I was pretty disgruntled on Valentine’s Day this year. But it just came a little late, that’s all, and in a different form than I’d expected.
My spouse and I went to see “Away from Her” on Sunday. It was an incredible love story; and all about looong love, the kind that we have, the kind that is not all woo-woo romantic, but often hard and with strange detours and rough spots and then lovely oases and a sense of true refuge. I leaked tears starting about fifteen minutes in and really did not dry out for hours. At one point I had to really restrain myself from all-out bawling. (but really, this to me is the best kind of movie ever, because it makes me feel, feel deeply, feel alive)
After the movie, we went out to a little coffee house and had one of those great, in depth talks about the movie, the characters, how we felt about the REALLY STUPID ENDING which departed abruptly and terribly from the original story, but how overall it was an incredibly excellent film which made us feel glad to be humans and glad to be together.
I don’t want to spoil the movie/story for anyone who hasn’t seen it, but the husband in the story does a truly extraordinary, loving, almost incomprehensible thing for his wife. And I wept throughout the movie, and for a long time after, because I realized that my husband would absolutely not hesitate to do the same for me. And yet I don’t know, because of my own insecurities, if I would be capable of doing the same for him.
Harlow’s Monkey wrote an incredible post on her blog about her spouse, Mr. Harlow’s Monkey, and all he has had to deal with and support and understand in their long relationship. I felt such a jolt of recognition when I read this.
I have many friends who are adopted and one thing many of us have in common, whether placed in same-race, domestic, international or transracial adoptive homes, are issues with trust and attachment.
For some adopted persons, that can translate as being stand-offish, cold and commitment-phobic, with a tendency to leave people before they leave us. (in all my relationships, I was always the one to leave first)

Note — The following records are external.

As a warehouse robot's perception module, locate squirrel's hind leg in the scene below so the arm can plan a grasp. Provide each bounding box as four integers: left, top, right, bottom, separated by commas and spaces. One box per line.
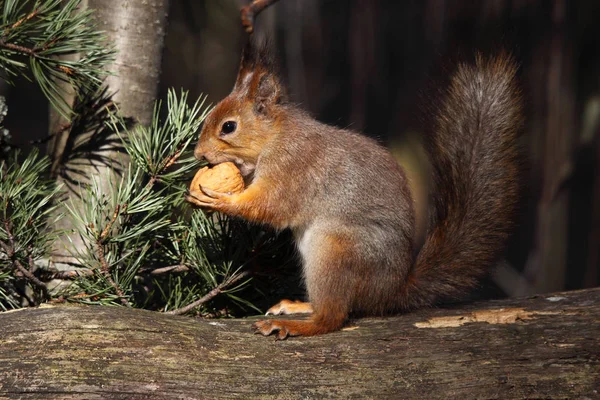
252, 229, 359, 339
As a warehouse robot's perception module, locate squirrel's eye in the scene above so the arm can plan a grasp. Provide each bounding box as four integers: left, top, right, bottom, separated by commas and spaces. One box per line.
221, 121, 237, 135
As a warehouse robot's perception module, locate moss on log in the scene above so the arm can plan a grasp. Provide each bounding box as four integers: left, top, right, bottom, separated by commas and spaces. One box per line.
0, 289, 600, 399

For others, this might translate into clinginess, jealousy and neediness with a tendency towards suffocating the very people we love the most. (this is me, too!) This is what’s referred to as insecure attachment.
Either way, it can be very difficult for the partner or loved one of an adopted person, especially if it seems that they’ve suddenly become obsessive about their adoption.

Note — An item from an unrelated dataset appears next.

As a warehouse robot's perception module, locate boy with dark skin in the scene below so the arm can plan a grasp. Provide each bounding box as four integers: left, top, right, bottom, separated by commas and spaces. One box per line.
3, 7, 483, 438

As Harlow’s Monkey points out, being married to an adoptee is no picnic in the park. I know that Mr. ReadingWritingLiving could certainly attest to that. And yet he has hung in there with me throughout thick, thin, complete irrationality and hysteria, confusing behavior, maddening behavior and more.
And realizing that has been worth one hundred times more than any flowers or chocolate on Valentine’s Day.
May 15, 2007 at 9:07 am
susan – love this post. was just pondering today about adoptees and spouses..and wondering if they tend to “marry their adads” or something else. if all men marry their mothers…that kind of thought…but your post prompted something else in me, which I will have to write about someday. how hard, very hard, it is to married to a mother of loss. not much different in the attachment/intimacy issues than you and harlow reference…perhaps different cause. (and i say this as a mother of loss in the midst of a divorce…part of the cause was indeed my adoption related trauma…)
May 15, 2007 at 3:39 pm
Though not an adoptee, I nod my head in recognition to many of the things Harlow’s Monkey mentions as a daughter abandoned at age 2 by her father.

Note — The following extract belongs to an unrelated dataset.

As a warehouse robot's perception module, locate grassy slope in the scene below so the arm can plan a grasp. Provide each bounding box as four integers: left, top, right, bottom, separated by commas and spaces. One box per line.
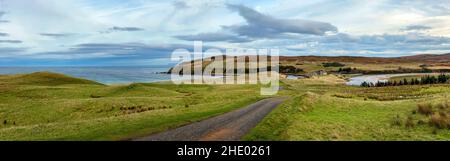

But I love this passage: “It was an incredible love story; and all about looong love, the kind that we have, the kind that is not all woo-woo romantic, but often hard and with strange detours and rough spots and then lovely oases and a sense of true refuge.” In my opinion, these are the best love stories, the ones worth living and telling.
May 17, 2007 at 7:34 am
It’s all about expectations, isn’t it? Valentine’s Day, I mean, but I wonder if that’s a bit true of adoption as well.
Dinner out, an expensive card, or flowers make an ordinary day quite romantic, but for this one day the movies, television – our culture in general – makes those just the ante in some weird game of blackjack where Hallmark, 1-800-Flowers, and chocolateers everywhere are the house, raking it in.
There are plenty of people who suffered a childhood of wildly imperfect parents, but our culture holds out such images of superheroes and sainthood that it’s a wonder an adoptee can endure the limbo of not knowing exactly which level of beatification they missed out on.
May 17, 2007 at 8:01 am
Expectations have a big role to play in Valentine’s Day, for sure, but adoption? I don’t know. For me, that’s not it. I expect that I should know the truth about my origins, who and where I came from. It’s not about superheroes or saints, it’s about knowing the simple truth of my history.
May 17, 2007 at 10:31 am
Admittedly, I love tearjerker movies. I have to go see this.